Don't Trust TikTok for Medical Advice, Study Says

While the potential ban on TikTok might be concerning to users, a new study suggests that the real concern lies in the volume of health misinformation promoted on the social media platform.

On April 24, President Biden signed a bill that could put an end to TikTok. If ByteDance, TikTok's Chinese-based parent company, fails to sell the app within a year, it will be banned from app stores and networks in the United States.

Lawmakers say TikTok is a national security concern. However, if another company buys the platform, TikTok will likely remain available to the 170 million Americans who use the app.

Despite its popularity, this particular social media platform is known for promoting health misinformation. For example, reports show that content promoting self-harm and eating disorders to young adults occurs on TikTok every 39 seconds.

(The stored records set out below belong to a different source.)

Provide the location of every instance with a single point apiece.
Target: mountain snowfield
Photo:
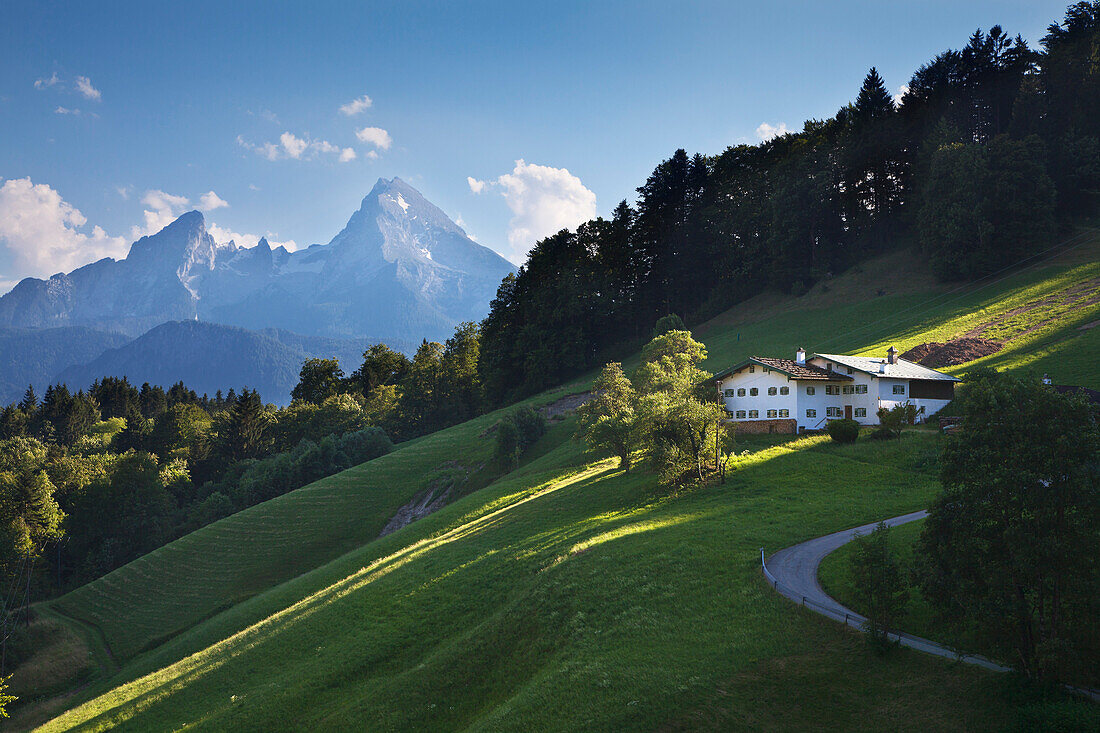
(400, 269)
(398, 272)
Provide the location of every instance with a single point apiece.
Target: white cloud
(355, 106)
(163, 209)
(43, 232)
(222, 236)
(767, 131)
(47, 81)
(292, 146)
(375, 137)
(210, 200)
(543, 200)
(88, 91)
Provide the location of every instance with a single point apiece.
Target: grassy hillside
(1046, 315)
(565, 579)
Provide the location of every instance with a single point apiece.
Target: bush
(517, 433)
(666, 324)
(879, 584)
(845, 430)
(891, 422)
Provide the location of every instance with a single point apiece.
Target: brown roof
(790, 368)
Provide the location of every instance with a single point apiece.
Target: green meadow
(567, 594)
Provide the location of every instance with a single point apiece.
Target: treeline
(94, 479)
(985, 150)
(91, 480)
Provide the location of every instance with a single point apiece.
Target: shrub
(845, 430)
(879, 584)
(891, 422)
(517, 433)
(666, 324)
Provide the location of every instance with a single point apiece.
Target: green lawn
(564, 594)
(571, 580)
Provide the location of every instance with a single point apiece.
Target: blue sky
(118, 112)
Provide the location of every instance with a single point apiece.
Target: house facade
(765, 394)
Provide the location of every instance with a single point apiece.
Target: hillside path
(793, 572)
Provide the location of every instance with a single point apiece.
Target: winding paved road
(793, 572)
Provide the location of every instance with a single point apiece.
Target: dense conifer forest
(986, 153)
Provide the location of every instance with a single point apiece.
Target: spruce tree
(30, 402)
(873, 100)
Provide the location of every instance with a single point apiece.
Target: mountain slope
(567, 594)
(400, 269)
(33, 356)
(210, 357)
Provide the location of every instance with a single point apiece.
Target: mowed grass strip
(859, 323)
(593, 602)
(152, 599)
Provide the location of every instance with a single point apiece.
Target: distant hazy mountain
(400, 269)
(211, 357)
(33, 356)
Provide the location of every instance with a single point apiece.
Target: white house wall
(879, 394)
(762, 402)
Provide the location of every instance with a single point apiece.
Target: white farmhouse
(781, 395)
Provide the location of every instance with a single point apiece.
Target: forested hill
(991, 151)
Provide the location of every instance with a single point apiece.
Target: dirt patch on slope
(564, 405)
(444, 481)
(936, 354)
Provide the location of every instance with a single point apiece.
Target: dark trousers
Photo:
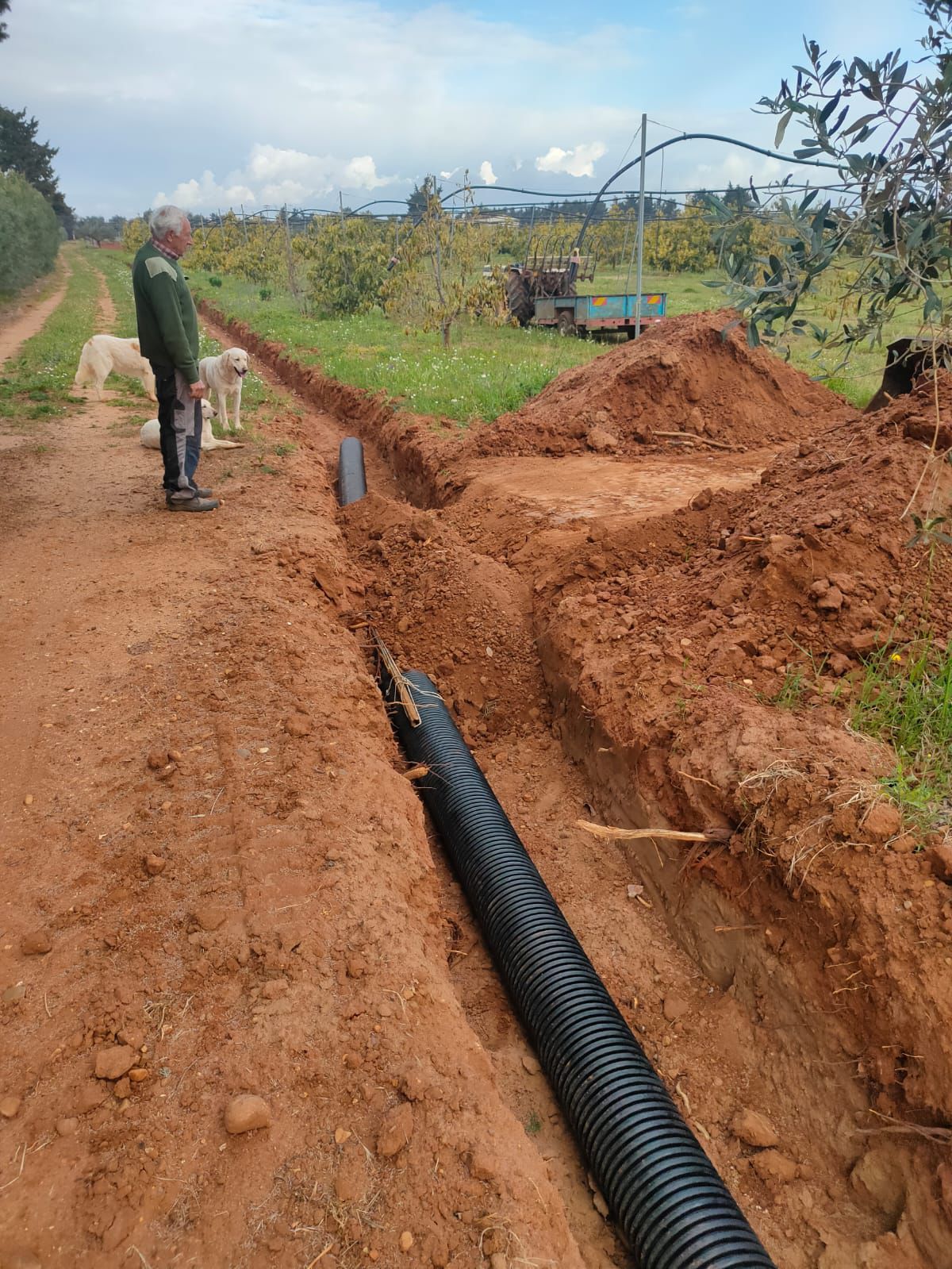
(179, 433)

Other examples of concerning TikTok trends include:

  • Dousing the body in beer to boost skin tanning, AKA "beer tanning"
  • Using a "bone smashing" technique on the face to improve physical attractiveness
  • Eating only eggs and oranges to get so-called necessary nutrients
  • Trends involving "being your own dentist" by doing dental treatment at home
  • Workout plans like the "75 Hard" challenge that led to the hospitalization of one TikToker
  • Consuming borax, a potentially dangerous laundry additive, for its alleged health benefits

Researchers have analyzed health-related videos circulating on TikTok about COVID-19 and found that moderate misinformation was present in 22% of videos users viewed around 6.8 million times. High-level misinformation was present in 7% of videos viewed 9.4 million times on average.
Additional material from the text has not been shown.